EMILIO PRADOS, 1899-1962

 

SPACES FOR DESIRE: SURREALISM AND THE VISION OF EROS

Atmospheres of surrealism in Prados. Dalí in Malaga

His early approach to Freud and his following of the French avant-garde turned him towards positions closer to surrealism.
A crucial element in this process was the stay of Dalí and Gala in Torremolinos (April-May 1930), whose landscape contributed to set the raving, paranoiac-critical view expressed by the painter in the literary and artistic work that he then made (El hombre invisible and La femme visible). Nevertheless, Prados-as he would declare some years later – considered "Surrealism as a moral, not an aesthetic actitude." From then on, he plunged into a frantic surreal activity together with the group of youngsters around him (Tomás García, José Luis Cano, and Darío Carmona, among others). A good example of this phase is the series of 19 poems that he wrote then with an automatic technique that simultaneously reveal the homoerotic inclination of the writer, a cause of his frequent sentimental crises.

Drawings and collages. Prados’ closeness to the world of the visual arts

The result of this atmosphere in Torremolinos was the Exquisite Corpse made by Prados, Gala, Dalí, Cano, and Carmona. In 1930, he also drew the series Dibujos eróticos, twelve erotic drawings. Two years later he produced a series of collages following Max Ernst's techniques and those published in the journals that he received in Malaga. These pieces unfortunately disappeared during the war.

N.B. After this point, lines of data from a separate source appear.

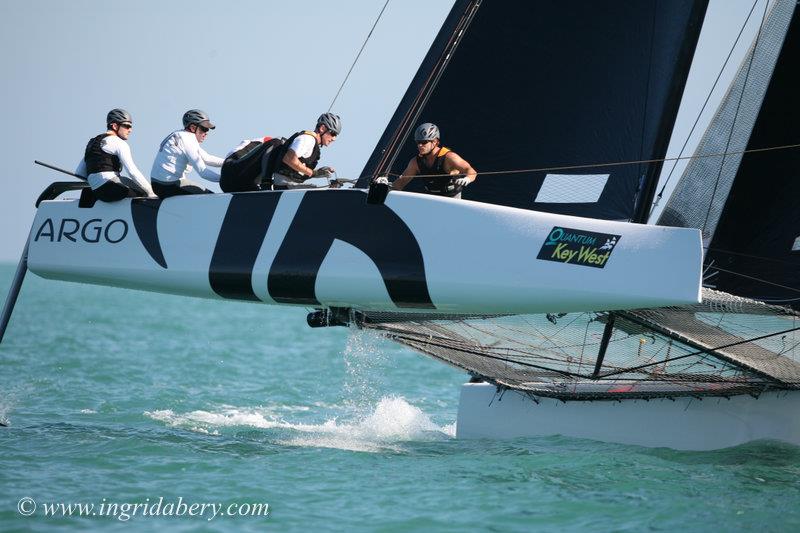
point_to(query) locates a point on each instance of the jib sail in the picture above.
(522, 88)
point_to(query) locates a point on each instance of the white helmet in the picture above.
(426, 132)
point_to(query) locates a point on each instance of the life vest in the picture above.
(99, 161)
(310, 161)
(250, 167)
(444, 185)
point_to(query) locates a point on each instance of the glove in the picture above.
(324, 172)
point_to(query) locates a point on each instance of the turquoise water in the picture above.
(116, 396)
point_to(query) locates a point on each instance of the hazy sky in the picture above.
(257, 67)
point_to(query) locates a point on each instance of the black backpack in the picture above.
(250, 168)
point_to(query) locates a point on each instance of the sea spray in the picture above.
(364, 362)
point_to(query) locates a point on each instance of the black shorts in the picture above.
(165, 191)
(111, 191)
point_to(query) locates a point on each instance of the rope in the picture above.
(756, 279)
(357, 56)
(616, 164)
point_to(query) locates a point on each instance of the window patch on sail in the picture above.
(571, 188)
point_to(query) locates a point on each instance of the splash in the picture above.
(392, 422)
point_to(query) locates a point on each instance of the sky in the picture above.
(256, 67)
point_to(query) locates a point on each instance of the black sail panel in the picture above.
(535, 85)
(756, 248)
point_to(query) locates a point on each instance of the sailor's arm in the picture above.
(210, 160)
(408, 174)
(293, 162)
(80, 170)
(455, 164)
(125, 157)
(192, 150)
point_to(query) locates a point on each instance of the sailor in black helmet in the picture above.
(105, 157)
(179, 153)
(443, 171)
(301, 153)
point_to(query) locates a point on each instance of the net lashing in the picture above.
(725, 346)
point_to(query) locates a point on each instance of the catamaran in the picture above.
(588, 288)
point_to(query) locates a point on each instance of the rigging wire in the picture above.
(795, 289)
(702, 109)
(738, 107)
(358, 56)
(617, 163)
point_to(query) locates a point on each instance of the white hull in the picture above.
(330, 248)
(681, 424)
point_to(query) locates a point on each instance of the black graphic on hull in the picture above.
(144, 212)
(240, 238)
(376, 230)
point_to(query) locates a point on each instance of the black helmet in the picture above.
(330, 121)
(196, 116)
(118, 116)
(426, 132)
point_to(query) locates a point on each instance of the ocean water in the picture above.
(116, 398)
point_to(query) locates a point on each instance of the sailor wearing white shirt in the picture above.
(179, 153)
(302, 152)
(105, 157)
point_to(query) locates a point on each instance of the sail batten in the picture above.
(520, 92)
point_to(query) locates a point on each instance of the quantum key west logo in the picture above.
(578, 247)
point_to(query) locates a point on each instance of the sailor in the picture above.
(105, 157)
(301, 153)
(179, 153)
(443, 171)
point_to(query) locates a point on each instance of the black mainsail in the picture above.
(516, 86)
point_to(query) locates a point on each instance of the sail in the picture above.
(520, 89)
(755, 251)
(704, 186)
(723, 346)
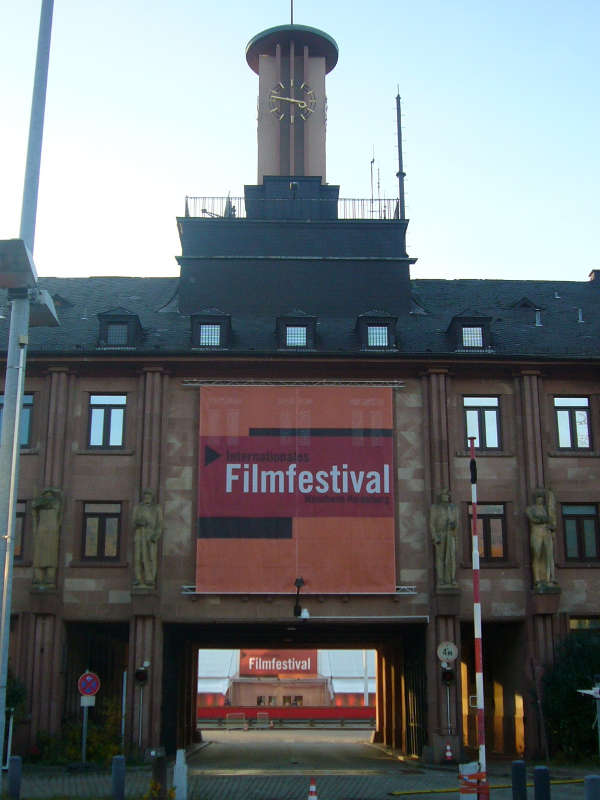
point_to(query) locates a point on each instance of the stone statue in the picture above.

The set was completed with a woodcut that Prados made in 1923, published as the cover of the third issue of the journal Ambos.

Prados’ circle of painters and those connected to his activities

The workshop that Prados installed in Malaga, in the Palacio de los Condes de Buenavista (his father’s furniture factory), was the school that trained some of his friends, including Darío Carmona and Jorge Ravassa Masoliver, active members of the Malaga branch of the Free Association of Artists during the Republic.

Painting and poetry. Other elements of context

The early interest of the members of the Malaga group in Surrealism was shown in their contributions published in the last issues of Litoral, in their increasing contacts with the Catalan surrealist journals initiated through Dalí, and in their the relationship with the painter Ángel Planells and critic Joan Ramón Masoliver. Adriano del Valle’s collages created around that period were also influenced by Surrealism, the artistic trend that Prados followed at the time.